Those end up as children of the Huffmans and the Loughlins of the world like Olivia Jade and eventually get drenched in a rainstorm without so much as a newspaper for protection. They have no shame about their privilege, no interest in leveraging it for others, and no skills to fend for themselves or make a difference on the planet—despite their innate resources.
I don’t ask students to do anything I don’t do myself. For example, from 2000 to 2013, I created and then ran the college-bound program for the nonprofit Chess in the Schools in NYC. From 2010 to the present, I launched the nonprofit organization Essay Busters, also in NYC, to make sure that we give back, because we get so much. Others who work in my firm have been mentors for Essay Busters or created their own local projects like a local urban garden.
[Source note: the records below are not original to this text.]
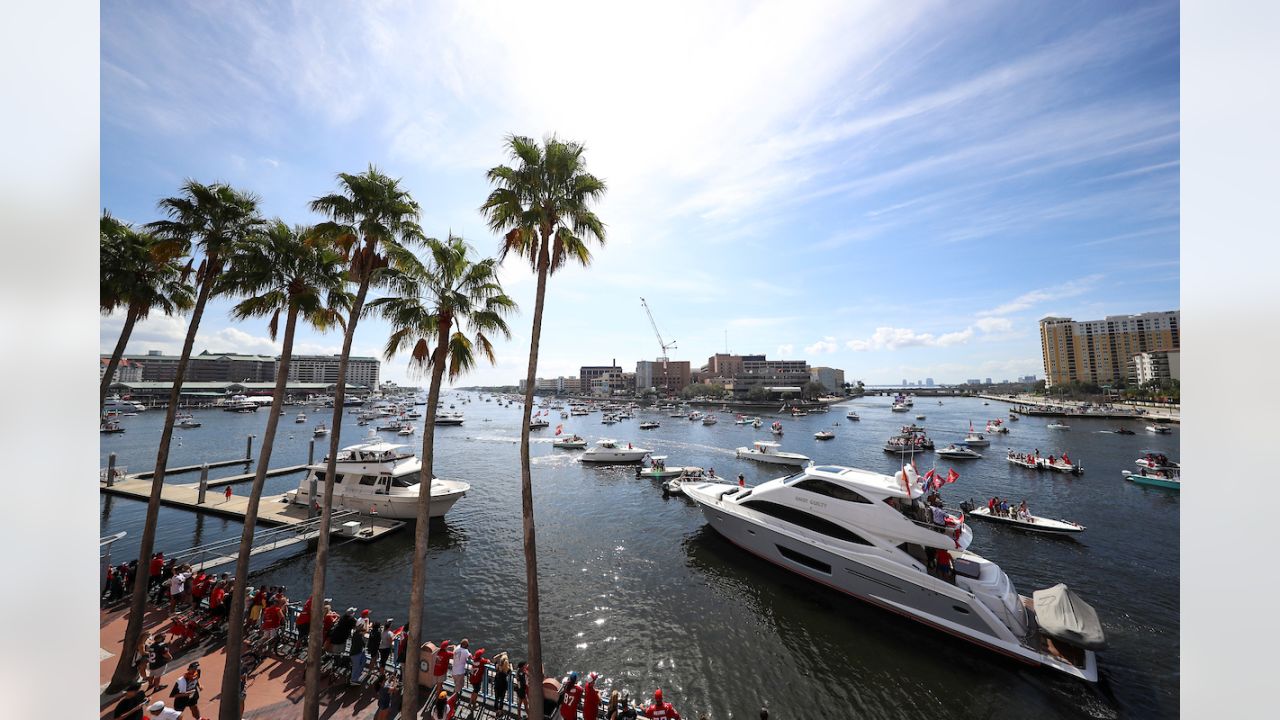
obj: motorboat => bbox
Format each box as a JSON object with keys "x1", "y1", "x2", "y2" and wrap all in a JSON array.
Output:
[
  {"x1": 934, "y1": 445, "x2": 982, "y2": 460},
  {"x1": 1005, "y1": 450, "x2": 1084, "y2": 475},
  {"x1": 581, "y1": 438, "x2": 649, "y2": 464},
  {"x1": 1120, "y1": 468, "x2": 1183, "y2": 489},
  {"x1": 285, "y1": 433, "x2": 471, "y2": 520},
  {"x1": 681, "y1": 465, "x2": 1106, "y2": 682},
  {"x1": 552, "y1": 434, "x2": 586, "y2": 450},
  {"x1": 960, "y1": 501, "x2": 1085, "y2": 536},
  {"x1": 737, "y1": 439, "x2": 813, "y2": 468}
]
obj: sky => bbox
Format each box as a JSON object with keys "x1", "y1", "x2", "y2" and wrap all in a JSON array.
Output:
[{"x1": 101, "y1": 1, "x2": 1179, "y2": 386}]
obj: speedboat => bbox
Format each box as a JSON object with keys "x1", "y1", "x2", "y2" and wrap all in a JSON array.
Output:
[
  {"x1": 737, "y1": 439, "x2": 813, "y2": 468},
  {"x1": 681, "y1": 465, "x2": 1106, "y2": 682},
  {"x1": 285, "y1": 433, "x2": 471, "y2": 520},
  {"x1": 936, "y1": 445, "x2": 982, "y2": 460},
  {"x1": 580, "y1": 439, "x2": 649, "y2": 462},
  {"x1": 552, "y1": 434, "x2": 586, "y2": 450},
  {"x1": 1120, "y1": 468, "x2": 1183, "y2": 489},
  {"x1": 960, "y1": 502, "x2": 1085, "y2": 536}
]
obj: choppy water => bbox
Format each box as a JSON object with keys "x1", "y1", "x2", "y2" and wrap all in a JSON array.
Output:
[{"x1": 101, "y1": 393, "x2": 1177, "y2": 719}]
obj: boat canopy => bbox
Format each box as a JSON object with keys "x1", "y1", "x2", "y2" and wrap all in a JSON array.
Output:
[{"x1": 1032, "y1": 583, "x2": 1107, "y2": 650}]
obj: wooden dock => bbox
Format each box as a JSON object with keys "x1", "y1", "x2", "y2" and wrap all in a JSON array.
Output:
[{"x1": 99, "y1": 474, "x2": 404, "y2": 542}]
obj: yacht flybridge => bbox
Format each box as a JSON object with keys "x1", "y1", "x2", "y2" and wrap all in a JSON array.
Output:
[
  {"x1": 681, "y1": 465, "x2": 1106, "y2": 682},
  {"x1": 285, "y1": 432, "x2": 471, "y2": 520}
]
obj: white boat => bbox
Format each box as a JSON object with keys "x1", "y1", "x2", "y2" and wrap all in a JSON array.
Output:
[
  {"x1": 737, "y1": 439, "x2": 813, "y2": 468},
  {"x1": 681, "y1": 465, "x2": 1106, "y2": 682},
  {"x1": 580, "y1": 438, "x2": 649, "y2": 464},
  {"x1": 934, "y1": 445, "x2": 982, "y2": 460},
  {"x1": 960, "y1": 503, "x2": 1085, "y2": 536},
  {"x1": 285, "y1": 433, "x2": 471, "y2": 520},
  {"x1": 552, "y1": 434, "x2": 586, "y2": 450}
]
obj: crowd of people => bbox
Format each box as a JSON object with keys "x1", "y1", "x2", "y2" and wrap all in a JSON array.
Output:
[{"x1": 102, "y1": 552, "x2": 711, "y2": 720}]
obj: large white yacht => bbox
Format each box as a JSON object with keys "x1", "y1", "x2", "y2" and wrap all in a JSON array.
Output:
[
  {"x1": 285, "y1": 433, "x2": 471, "y2": 520},
  {"x1": 681, "y1": 465, "x2": 1106, "y2": 682}
]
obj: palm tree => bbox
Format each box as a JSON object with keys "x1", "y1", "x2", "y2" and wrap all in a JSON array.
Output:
[
  {"x1": 108, "y1": 179, "x2": 262, "y2": 692},
  {"x1": 369, "y1": 234, "x2": 516, "y2": 717},
  {"x1": 218, "y1": 220, "x2": 351, "y2": 720},
  {"x1": 480, "y1": 135, "x2": 604, "y2": 707},
  {"x1": 302, "y1": 165, "x2": 424, "y2": 720},
  {"x1": 97, "y1": 211, "x2": 195, "y2": 410}
]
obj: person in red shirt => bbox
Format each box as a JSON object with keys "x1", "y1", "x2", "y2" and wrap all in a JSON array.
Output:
[
  {"x1": 644, "y1": 688, "x2": 680, "y2": 720},
  {"x1": 468, "y1": 647, "x2": 489, "y2": 707},
  {"x1": 582, "y1": 673, "x2": 600, "y2": 720},
  {"x1": 559, "y1": 673, "x2": 582, "y2": 720}
]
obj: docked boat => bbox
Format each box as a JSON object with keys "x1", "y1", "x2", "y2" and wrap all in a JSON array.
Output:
[
  {"x1": 552, "y1": 434, "x2": 586, "y2": 450},
  {"x1": 737, "y1": 439, "x2": 813, "y2": 468},
  {"x1": 960, "y1": 501, "x2": 1085, "y2": 536},
  {"x1": 934, "y1": 445, "x2": 982, "y2": 460},
  {"x1": 1120, "y1": 468, "x2": 1183, "y2": 489},
  {"x1": 580, "y1": 439, "x2": 649, "y2": 464},
  {"x1": 285, "y1": 433, "x2": 471, "y2": 520},
  {"x1": 681, "y1": 465, "x2": 1106, "y2": 682}
]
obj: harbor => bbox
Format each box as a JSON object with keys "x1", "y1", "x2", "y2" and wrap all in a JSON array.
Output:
[{"x1": 101, "y1": 391, "x2": 1179, "y2": 717}]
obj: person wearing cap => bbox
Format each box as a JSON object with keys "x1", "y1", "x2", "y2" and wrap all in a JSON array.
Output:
[
  {"x1": 559, "y1": 671, "x2": 582, "y2": 720},
  {"x1": 458, "y1": 647, "x2": 489, "y2": 708},
  {"x1": 173, "y1": 662, "x2": 200, "y2": 720},
  {"x1": 147, "y1": 700, "x2": 182, "y2": 720},
  {"x1": 582, "y1": 673, "x2": 600, "y2": 720},
  {"x1": 111, "y1": 680, "x2": 147, "y2": 720},
  {"x1": 644, "y1": 688, "x2": 680, "y2": 720}
]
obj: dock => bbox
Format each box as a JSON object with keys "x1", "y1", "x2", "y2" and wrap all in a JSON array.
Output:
[{"x1": 99, "y1": 464, "x2": 404, "y2": 542}]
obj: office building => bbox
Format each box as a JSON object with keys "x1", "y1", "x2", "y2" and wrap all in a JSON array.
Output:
[{"x1": 1041, "y1": 310, "x2": 1181, "y2": 387}]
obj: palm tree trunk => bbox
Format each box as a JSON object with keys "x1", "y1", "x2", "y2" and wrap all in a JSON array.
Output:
[
  {"x1": 302, "y1": 275, "x2": 369, "y2": 720},
  {"x1": 218, "y1": 304, "x2": 298, "y2": 720},
  {"x1": 106, "y1": 255, "x2": 220, "y2": 693},
  {"x1": 520, "y1": 237, "x2": 550, "y2": 717},
  {"x1": 401, "y1": 318, "x2": 451, "y2": 717},
  {"x1": 97, "y1": 305, "x2": 138, "y2": 413}
]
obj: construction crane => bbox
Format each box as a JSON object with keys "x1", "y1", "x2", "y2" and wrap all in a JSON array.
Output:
[{"x1": 640, "y1": 297, "x2": 676, "y2": 370}]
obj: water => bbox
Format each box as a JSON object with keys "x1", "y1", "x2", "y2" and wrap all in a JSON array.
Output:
[{"x1": 101, "y1": 393, "x2": 1180, "y2": 719}]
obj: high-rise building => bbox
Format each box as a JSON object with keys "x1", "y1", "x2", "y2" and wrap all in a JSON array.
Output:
[{"x1": 1041, "y1": 310, "x2": 1181, "y2": 387}]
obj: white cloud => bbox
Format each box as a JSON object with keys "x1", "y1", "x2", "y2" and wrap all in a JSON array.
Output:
[{"x1": 804, "y1": 336, "x2": 837, "y2": 355}]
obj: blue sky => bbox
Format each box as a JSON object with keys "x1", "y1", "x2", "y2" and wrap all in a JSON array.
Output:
[{"x1": 101, "y1": 1, "x2": 1179, "y2": 384}]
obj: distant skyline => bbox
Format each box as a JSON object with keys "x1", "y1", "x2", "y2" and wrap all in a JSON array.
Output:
[{"x1": 101, "y1": 1, "x2": 1179, "y2": 386}]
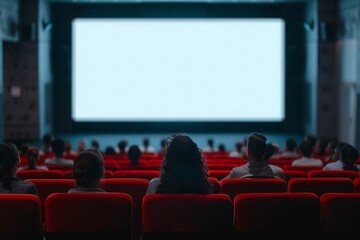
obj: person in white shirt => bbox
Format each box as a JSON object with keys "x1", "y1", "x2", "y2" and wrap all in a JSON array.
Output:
[
  {"x1": 323, "y1": 144, "x2": 360, "y2": 171},
  {"x1": 291, "y1": 141, "x2": 323, "y2": 167}
]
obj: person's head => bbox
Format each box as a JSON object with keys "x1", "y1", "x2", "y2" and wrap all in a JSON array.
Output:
[
  {"x1": 143, "y1": 138, "x2": 150, "y2": 148},
  {"x1": 219, "y1": 143, "x2": 226, "y2": 152},
  {"x1": 207, "y1": 138, "x2": 214, "y2": 148},
  {"x1": 264, "y1": 143, "x2": 275, "y2": 161},
  {"x1": 51, "y1": 138, "x2": 65, "y2": 157},
  {"x1": 65, "y1": 141, "x2": 71, "y2": 154},
  {"x1": 314, "y1": 139, "x2": 326, "y2": 156},
  {"x1": 26, "y1": 147, "x2": 40, "y2": 169},
  {"x1": 340, "y1": 144, "x2": 359, "y2": 171},
  {"x1": 304, "y1": 134, "x2": 317, "y2": 148},
  {"x1": 247, "y1": 133, "x2": 267, "y2": 161},
  {"x1": 300, "y1": 141, "x2": 313, "y2": 157},
  {"x1": 78, "y1": 140, "x2": 86, "y2": 152},
  {"x1": 332, "y1": 142, "x2": 348, "y2": 161},
  {"x1": 118, "y1": 140, "x2": 127, "y2": 154},
  {"x1": 0, "y1": 143, "x2": 20, "y2": 179},
  {"x1": 105, "y1": 146, "x2": 116, "y2": 155},
  {"x1": 285, "y1": 138, "x2": 297, "y2": 152},
  {"x1": 43, "y1": 134, "x2": 53, "y2": 146},
  {"x1": 73, "y1": 149, "x2": 104, "y2": 188},
  {"x1": 127, "y1": 145, "x2": 141, "y2": 165},
  {"x1": 235, "y1": 142, "x2": 244, "y2": 152},
  {"x1": 156, "y1": 134, "x2": 211, "y2": 194},
  {"x1": 91, "y1": 139, "x2": 100, "y2": 150}
]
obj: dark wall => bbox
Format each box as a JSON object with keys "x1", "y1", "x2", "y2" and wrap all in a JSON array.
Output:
[{"x1": 52, "y1": 3, "x2": 305, "y2": 134}]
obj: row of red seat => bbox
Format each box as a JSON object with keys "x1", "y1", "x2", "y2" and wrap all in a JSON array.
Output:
[
  {"x1": 0, "y1": 193, "x2": 360, "y2": 240},
  {"x1": 17, "y1": 168, "x2": 360, "y2": 181}
]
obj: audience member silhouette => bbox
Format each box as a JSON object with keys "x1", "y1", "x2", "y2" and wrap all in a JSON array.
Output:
[
  {"x1": 117, "y1": 140, "x2": 128, "y2": 155},
  {"x1": 277, "y1": 138, "x2": 300, "y2": 158},
  {"x1": 68, "y1": 149, "x2": 104, "y2": 193},
  {"x1": 147, "y1": 134, "x2": 212, "y2": 194},
  {"x1": 323, "y1": 144, "x2": 360, "y2": 171},
  {"x1": 202, "y1": 138, "x2": 217, "y2": 153},
  {"x1": 225, "y1": 133, "x2": 285, "y2": 180},
  {"x1": 127, "y1": 145, "x2": 141, "y2": 166},
  {"x1": 77, "y1": 140, "x2": 86, "y2": 153},
  {"x1": 291, "y1": 141, "x2": 323, "y2": 166},
  {"x1": 140, "y1": 138, "x2": 155, "y2": 153},
  {"x1": 229, "y1": 142, "x2": 244, "y2": 158},
  {"x1": 104, "y1": 146, "x2": 116, "y2": 155},
  {"x1": 45, "y1": 138, "x2": 73, "y2": 167},
  {"x1": 18, "y1": 147, "x2": 48, "y2": 171},
  {"x1": 40, "y1": 134, "x2": 54, "y2": 155},
  {"x1": 0, "y1": 143, "x2": 37, "y2": 195}
]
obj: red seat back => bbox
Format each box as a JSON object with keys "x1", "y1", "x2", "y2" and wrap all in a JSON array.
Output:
[
  {"x1": 0, "y1": 194, "x2": 42, "y2": 240},
  {"x1": 143, "y1": 194, "x2": 233, "y2": 239},
  {"x1": 308, "y1": 170, "x2": 359, "y2": 180},
  {"x1": 45, "y1": 193, "x2": 132, "y2": 240},
  {"x1": 234, "y1": 193, "x2": 320, "y2": 239},
  {"x1": 220, "y1": 178, "x2": 287, "y2": 199},
  {"x1": 16, "y1": 170, "x2": 64, "y2": 179},
  {"x1": 288, "y1": 178, "x2": 354, "y2": 197},
  {"x1": 113, "y1": 170, "x2": 160, "y2": 180},
  {"x1": 320, "y1": 193, "x2": 360, "y2": 239},
  {"x1": 284, "y1": 170, "x2": 307, "y2": 182}
]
Here’s the kicker: Almost 50 percent of my grad-school clients also became Essay Busters Mentors. And after they did it once, they took it on again—even when they had already been accepted to the top grad programs around the world. And I have never been surprised to find out that many clients keep “giving back” wherever they are today—in their careers, in their neighborhoods, and/or in their families.
Herein lies my point about the privileged: I have found, over the past 20 years, that most people I work with, who undoubtedly have privilege, are just people like everyone else—small, medium or large—who want to make a difference.
Maybe it’s because they have big egos and want to leave a legacy. Maybe it’s because they were raised to do the right thing. Maybe it’s because old Auntie Evan (what students call me) refused to take “no” for an answer. I don’t know. I don’t care.
What I do know is that I have had the great fortune to give back to those in need and help those of privilege learn to do the same and pass the concept on to their children that it’s their duty to help the less fortunate.
I’m sorry that life is inequitable. I wish it were different. But it’s not. So, with respect to parents, those of us in education, and to my colleague and his professor’s scathing note, my advice is “stop being ashamed of privilege and thank your professor for helping to create an amazing man learn to make a difference on the planet … one student at a time.”